The survey methods were determined from previous studies of GPS-collared mountain goats conducted collaboratively by USGS, NPS and Fish and Wildlife.

These methods account for sampling uncertainty and the possibility that not all mountain goats present are seen during aerial surveys. Therefore, the 2016 survey total of 623 mountain goats is an estimate, with the uncertainty of the estimate ranging from 561 to 741 mountain goats.

Surveys estimated 230 mountain goats in 2004 and 350 in 2011, but differences in areas surveyed during survey years prevent a direct comparison of those estimates to the current estimate.

Instead, researchers adjusted numbers of goats observed in each survey to comparable survey areas to come up with population trends.

Peak population in 1980s

This isn’t the first time the Olympic Mountains have seen an uptick in mountain goat numbers.

Mountain goat populations swelled to just under 1,200 during the early 1980s, creating a untenable situation in drier regions of Olympic National Park.

Those drier areas were showing ill effects from goat grazing, wallowing and trampling.

Changes in floral composition also were noted, such as the absence of lichen and moss cover, which helps to stabilize bare soil surfaces.

Nine species of endemic plants were threatened by the goats, so between 1981-89, Park Service employees removed 509 animals from the goat population via netting and darting operations, many in dangerous, low-altitude helicopter capture missions due to the remote and rugged terrain these animals inhabit.

In 1995, the National Park Service recommend a complete removal of mountain goats from the park, but a plan to shoot the animals drew the ire of animal rights organizations and was never implemented.

Mountain goats rarely attack humans, but there is one fatal and relatively recent precedent in Olympic National Park.

Robert Boardman, 63, of Port Angeles, was fatally gored in October 2010 by a 370-pound mountain goat on a trail near Klahhane Ridge in Olympic National Park. He was trying to protect his wife and a friend when the goat attacked him, severing arteries in his thigh.

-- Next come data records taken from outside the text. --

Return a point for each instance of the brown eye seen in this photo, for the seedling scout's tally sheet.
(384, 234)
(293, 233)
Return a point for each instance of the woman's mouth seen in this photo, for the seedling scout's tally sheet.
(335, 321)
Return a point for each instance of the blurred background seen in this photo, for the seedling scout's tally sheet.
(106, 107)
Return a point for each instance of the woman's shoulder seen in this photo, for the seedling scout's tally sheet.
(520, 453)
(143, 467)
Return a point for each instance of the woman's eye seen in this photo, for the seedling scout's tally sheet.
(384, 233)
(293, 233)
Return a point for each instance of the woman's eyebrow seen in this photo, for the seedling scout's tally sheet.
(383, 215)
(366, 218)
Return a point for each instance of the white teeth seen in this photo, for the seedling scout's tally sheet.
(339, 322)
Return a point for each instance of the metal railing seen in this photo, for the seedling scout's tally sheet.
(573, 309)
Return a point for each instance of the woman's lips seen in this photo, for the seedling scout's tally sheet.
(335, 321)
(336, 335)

To better manage the population, the National Park Service, in cooperation with the U.S. Forest Service and U.S. Fish and Wildlife, is preparing an environmental impact statement for the park’s population of nonnative mountain goats. The National Park Service is evaluating options, including capturing and relocating the goats to the Cascades, increasing hazing activities, lethally removing them, doing nothing, or a combination

More information about this planning process is available online at tinyurl.com/PDN-GoatPlan16.

It’s too bad that an organized cull of the animals couldn’t be organized. But mountain goats, which as an ungulate are more closely related to antelope than goats, are not a sought-after source of game.

Capture-and-removal of the mountain goats is the likely path, but whether or not park managers attempt to completely remove the animals has yet to be determined.